O que a descoberta do bronze permitiu ao homem foi, mediante a prova de um trabalho duro e produtivo, descobrir-se como criador; dominando a natureza, não mais a teme e, em face das resistências vencidas, tem a audácia de se encarar como atividade autônoma, de se realizar na sua singularidade. É impossível deduzir a opressão da mulher da propriedade privada. É porque o homem é transcendência e ambição que projeta novas ferramentas. Deste modo, o homem aprendeu a mulher através de um projeto de enriquecimento e expansão. E esse projeto ainda não basto para explicar porque ela foi oprimida: a divisão do trabalho por sexo poderia ter sido uma associação amigável. Se a relação original do homem com seu semelhante fosse exclusivamente uma relação de amizade, não se explicaria nenhum tipo de escravização: esse fenômeno é consequência do imperialismo da consciência humana que procura realizar objetivamente a sua soberania. Se não houvesse nela a categoria original do outro, e uma pretensão original ao domínio sobre o outro, a descoberta da ferramenta de bronze não poderia ter acarretado a opressão da mulher.

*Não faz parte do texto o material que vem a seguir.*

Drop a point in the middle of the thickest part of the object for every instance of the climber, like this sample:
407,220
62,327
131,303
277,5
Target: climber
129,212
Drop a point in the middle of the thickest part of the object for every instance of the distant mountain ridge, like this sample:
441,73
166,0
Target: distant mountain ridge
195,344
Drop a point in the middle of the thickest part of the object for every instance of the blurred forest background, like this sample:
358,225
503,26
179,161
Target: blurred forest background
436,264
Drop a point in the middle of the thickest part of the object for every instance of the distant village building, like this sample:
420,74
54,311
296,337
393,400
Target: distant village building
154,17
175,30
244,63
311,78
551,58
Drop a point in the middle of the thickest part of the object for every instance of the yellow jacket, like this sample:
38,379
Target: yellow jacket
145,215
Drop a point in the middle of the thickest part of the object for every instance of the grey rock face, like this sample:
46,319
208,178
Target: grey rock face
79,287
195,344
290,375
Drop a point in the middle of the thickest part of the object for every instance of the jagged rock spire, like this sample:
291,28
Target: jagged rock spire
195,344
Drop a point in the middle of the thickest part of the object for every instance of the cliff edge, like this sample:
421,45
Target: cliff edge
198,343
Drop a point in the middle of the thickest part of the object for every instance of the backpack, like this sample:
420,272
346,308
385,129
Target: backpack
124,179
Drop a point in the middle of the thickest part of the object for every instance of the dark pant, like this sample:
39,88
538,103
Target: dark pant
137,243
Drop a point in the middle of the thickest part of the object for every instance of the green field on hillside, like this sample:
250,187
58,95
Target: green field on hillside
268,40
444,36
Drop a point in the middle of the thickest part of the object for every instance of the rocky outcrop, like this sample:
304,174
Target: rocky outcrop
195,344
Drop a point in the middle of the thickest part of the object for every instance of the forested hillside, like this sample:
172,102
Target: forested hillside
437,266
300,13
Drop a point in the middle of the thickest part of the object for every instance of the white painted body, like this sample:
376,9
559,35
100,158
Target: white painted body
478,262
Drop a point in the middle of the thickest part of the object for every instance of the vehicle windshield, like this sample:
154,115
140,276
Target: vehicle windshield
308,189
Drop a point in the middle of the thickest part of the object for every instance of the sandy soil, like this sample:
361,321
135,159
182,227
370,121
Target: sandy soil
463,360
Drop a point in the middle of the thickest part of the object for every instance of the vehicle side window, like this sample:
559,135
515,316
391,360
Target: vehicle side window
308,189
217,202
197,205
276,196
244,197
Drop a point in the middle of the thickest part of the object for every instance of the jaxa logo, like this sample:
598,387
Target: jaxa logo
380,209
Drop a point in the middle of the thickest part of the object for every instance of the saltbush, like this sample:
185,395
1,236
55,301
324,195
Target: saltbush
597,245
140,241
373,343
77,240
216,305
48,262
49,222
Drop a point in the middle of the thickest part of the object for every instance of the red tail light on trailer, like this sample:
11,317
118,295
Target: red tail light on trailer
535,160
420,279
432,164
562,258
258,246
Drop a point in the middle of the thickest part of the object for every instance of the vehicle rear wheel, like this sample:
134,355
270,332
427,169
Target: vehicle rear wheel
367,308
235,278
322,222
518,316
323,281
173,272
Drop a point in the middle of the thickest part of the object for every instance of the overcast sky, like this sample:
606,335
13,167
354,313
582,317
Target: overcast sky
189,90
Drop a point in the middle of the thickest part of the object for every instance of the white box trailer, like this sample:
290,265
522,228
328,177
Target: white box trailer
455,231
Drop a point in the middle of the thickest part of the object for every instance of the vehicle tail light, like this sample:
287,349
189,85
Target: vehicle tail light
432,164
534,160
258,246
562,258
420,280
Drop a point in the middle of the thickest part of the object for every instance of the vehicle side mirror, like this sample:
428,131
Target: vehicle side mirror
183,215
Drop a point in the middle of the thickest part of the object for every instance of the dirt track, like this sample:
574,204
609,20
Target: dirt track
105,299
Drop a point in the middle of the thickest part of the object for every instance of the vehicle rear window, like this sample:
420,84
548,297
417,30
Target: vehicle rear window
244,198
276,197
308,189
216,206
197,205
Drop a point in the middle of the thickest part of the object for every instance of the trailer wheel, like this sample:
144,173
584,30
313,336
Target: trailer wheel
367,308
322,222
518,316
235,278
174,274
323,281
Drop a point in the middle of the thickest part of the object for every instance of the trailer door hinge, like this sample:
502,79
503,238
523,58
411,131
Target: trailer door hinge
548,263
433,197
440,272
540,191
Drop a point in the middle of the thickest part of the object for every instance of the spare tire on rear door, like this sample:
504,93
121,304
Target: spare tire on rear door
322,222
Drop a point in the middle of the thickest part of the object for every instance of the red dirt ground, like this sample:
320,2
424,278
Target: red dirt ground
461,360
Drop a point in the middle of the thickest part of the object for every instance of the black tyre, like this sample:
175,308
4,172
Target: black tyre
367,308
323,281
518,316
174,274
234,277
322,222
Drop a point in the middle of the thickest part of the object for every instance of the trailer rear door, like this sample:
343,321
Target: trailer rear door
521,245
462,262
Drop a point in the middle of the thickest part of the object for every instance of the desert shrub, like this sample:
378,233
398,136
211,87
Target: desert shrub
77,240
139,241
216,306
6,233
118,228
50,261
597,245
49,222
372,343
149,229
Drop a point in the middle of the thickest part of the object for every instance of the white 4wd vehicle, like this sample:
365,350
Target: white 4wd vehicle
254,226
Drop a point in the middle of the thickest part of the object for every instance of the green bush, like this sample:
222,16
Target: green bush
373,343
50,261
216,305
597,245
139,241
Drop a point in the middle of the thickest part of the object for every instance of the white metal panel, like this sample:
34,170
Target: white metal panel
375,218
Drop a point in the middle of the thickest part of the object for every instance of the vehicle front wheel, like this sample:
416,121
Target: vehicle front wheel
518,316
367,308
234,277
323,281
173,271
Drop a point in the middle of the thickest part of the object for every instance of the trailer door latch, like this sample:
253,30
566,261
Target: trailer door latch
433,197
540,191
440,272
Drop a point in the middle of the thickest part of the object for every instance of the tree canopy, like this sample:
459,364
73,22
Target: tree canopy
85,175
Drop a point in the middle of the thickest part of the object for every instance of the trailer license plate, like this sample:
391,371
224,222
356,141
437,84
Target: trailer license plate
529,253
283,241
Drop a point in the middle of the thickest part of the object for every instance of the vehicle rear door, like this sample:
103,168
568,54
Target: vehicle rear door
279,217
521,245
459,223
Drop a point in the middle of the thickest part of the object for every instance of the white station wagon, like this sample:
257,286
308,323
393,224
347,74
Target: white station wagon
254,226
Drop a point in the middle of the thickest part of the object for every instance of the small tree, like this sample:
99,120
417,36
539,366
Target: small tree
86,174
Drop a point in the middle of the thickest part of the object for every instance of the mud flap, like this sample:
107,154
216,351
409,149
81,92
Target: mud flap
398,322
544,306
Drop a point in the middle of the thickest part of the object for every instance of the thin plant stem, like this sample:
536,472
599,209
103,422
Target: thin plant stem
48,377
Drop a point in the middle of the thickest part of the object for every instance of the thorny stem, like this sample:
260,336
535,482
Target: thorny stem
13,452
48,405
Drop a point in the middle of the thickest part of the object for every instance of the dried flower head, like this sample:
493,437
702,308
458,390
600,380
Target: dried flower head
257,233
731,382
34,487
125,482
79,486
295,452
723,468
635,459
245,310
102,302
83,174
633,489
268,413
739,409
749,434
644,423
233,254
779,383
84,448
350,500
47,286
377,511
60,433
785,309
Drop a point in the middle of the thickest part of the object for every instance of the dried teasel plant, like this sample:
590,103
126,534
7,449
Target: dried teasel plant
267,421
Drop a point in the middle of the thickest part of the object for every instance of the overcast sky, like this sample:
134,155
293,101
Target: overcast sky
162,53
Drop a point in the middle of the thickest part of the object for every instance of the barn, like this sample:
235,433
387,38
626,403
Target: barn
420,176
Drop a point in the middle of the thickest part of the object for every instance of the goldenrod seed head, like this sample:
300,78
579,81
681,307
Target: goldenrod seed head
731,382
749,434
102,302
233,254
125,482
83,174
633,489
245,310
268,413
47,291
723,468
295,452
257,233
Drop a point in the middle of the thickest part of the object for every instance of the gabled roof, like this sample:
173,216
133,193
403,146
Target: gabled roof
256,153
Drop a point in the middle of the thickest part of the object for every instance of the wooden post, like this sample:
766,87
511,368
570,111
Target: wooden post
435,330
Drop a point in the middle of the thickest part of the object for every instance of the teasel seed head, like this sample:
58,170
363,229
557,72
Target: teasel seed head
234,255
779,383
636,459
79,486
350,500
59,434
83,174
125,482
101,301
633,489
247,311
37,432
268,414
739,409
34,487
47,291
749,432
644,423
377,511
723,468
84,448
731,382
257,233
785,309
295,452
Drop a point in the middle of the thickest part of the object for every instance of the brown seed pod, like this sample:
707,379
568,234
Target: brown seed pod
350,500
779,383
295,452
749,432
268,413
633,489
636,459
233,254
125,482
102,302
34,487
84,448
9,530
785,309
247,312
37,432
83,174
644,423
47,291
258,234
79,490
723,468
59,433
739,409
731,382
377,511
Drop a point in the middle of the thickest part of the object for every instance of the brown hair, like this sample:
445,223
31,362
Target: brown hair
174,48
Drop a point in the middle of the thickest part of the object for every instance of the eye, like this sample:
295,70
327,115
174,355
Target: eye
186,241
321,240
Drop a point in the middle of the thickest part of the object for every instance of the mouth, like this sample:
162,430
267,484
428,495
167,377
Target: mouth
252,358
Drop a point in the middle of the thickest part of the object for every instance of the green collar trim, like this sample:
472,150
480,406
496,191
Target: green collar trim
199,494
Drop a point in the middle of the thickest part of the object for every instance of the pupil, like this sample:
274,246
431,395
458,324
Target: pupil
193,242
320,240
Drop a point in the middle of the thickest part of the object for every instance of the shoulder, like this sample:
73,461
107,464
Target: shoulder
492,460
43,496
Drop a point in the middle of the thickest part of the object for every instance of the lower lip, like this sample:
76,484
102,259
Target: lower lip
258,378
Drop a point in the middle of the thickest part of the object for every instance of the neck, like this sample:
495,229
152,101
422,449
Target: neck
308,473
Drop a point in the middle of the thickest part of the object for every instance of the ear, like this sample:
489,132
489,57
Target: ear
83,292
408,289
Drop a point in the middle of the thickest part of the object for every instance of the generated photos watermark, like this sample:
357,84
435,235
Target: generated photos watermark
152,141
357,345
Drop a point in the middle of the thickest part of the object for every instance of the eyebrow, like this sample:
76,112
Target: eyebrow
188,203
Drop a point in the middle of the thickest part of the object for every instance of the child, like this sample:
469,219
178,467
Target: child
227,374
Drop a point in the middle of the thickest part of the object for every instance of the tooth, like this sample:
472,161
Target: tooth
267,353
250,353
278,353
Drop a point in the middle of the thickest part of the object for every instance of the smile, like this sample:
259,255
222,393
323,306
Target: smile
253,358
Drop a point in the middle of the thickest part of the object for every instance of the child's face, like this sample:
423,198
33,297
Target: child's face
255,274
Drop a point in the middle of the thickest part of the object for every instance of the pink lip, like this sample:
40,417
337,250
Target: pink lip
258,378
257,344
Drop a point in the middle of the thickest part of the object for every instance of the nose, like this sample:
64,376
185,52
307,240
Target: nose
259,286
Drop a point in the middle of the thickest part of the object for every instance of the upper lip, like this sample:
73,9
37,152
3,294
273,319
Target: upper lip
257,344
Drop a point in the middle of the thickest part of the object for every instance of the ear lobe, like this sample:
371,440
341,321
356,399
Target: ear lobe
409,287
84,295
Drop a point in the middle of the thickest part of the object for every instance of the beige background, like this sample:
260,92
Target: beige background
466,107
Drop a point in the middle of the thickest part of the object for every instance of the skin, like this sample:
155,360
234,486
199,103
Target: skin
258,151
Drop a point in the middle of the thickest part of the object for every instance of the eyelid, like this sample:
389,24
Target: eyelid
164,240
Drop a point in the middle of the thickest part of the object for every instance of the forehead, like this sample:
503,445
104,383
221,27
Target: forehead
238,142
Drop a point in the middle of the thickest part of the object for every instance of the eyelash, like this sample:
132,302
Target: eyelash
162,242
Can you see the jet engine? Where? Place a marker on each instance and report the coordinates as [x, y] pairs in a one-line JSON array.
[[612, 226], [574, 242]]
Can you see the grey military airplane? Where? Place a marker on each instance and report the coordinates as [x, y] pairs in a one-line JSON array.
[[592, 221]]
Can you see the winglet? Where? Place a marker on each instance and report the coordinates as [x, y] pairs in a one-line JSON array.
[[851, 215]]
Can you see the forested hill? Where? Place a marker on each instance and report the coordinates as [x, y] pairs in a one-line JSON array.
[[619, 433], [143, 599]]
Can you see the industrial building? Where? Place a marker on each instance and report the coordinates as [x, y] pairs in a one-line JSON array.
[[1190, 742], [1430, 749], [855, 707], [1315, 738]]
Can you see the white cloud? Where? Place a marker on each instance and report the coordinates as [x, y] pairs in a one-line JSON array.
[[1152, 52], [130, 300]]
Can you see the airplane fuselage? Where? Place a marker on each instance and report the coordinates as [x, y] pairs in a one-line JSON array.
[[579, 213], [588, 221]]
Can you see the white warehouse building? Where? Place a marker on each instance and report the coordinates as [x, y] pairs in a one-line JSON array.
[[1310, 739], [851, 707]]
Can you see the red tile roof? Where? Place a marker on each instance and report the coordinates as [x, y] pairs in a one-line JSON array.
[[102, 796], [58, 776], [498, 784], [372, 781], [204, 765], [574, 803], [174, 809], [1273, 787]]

Engels tentou reduzir a oposição dos sexos a um conflito de classes. Suprimir a família não é necessariamente libertar a mulher: o exemplo de esparta e do regime nazista provam que, embora diretamente ligada ao Estado, ela pode ser oprimida pelos machos. Deste modo, o materialismo racionalista pretende em vão menosprezar o caráter dramático da sexualidade. Não seria possível obrigar diretamente uma mulher a parir: tudo o que se pode fazer é encerrá-la dentro de situações em que a maternidade é a única saída; a lei ou os costumes impõe-lhe o casamento, proíbem medidas anticoncepcionais, o aborto e o divórcio.
Ela é para o homem uma parceira sexual, uma reprodutora, um objeto erótico, um outro através do qual ele busca a si próprio. É preciso ir além do materialismo histórico que só vê no homem e na mulher entidades econômicas. Por baixo dos dramas individuais como o da historia econômica da humanidade, há uma infraestrutura existencial que permite compreender em sua unidade essa forma singular que é uma vida.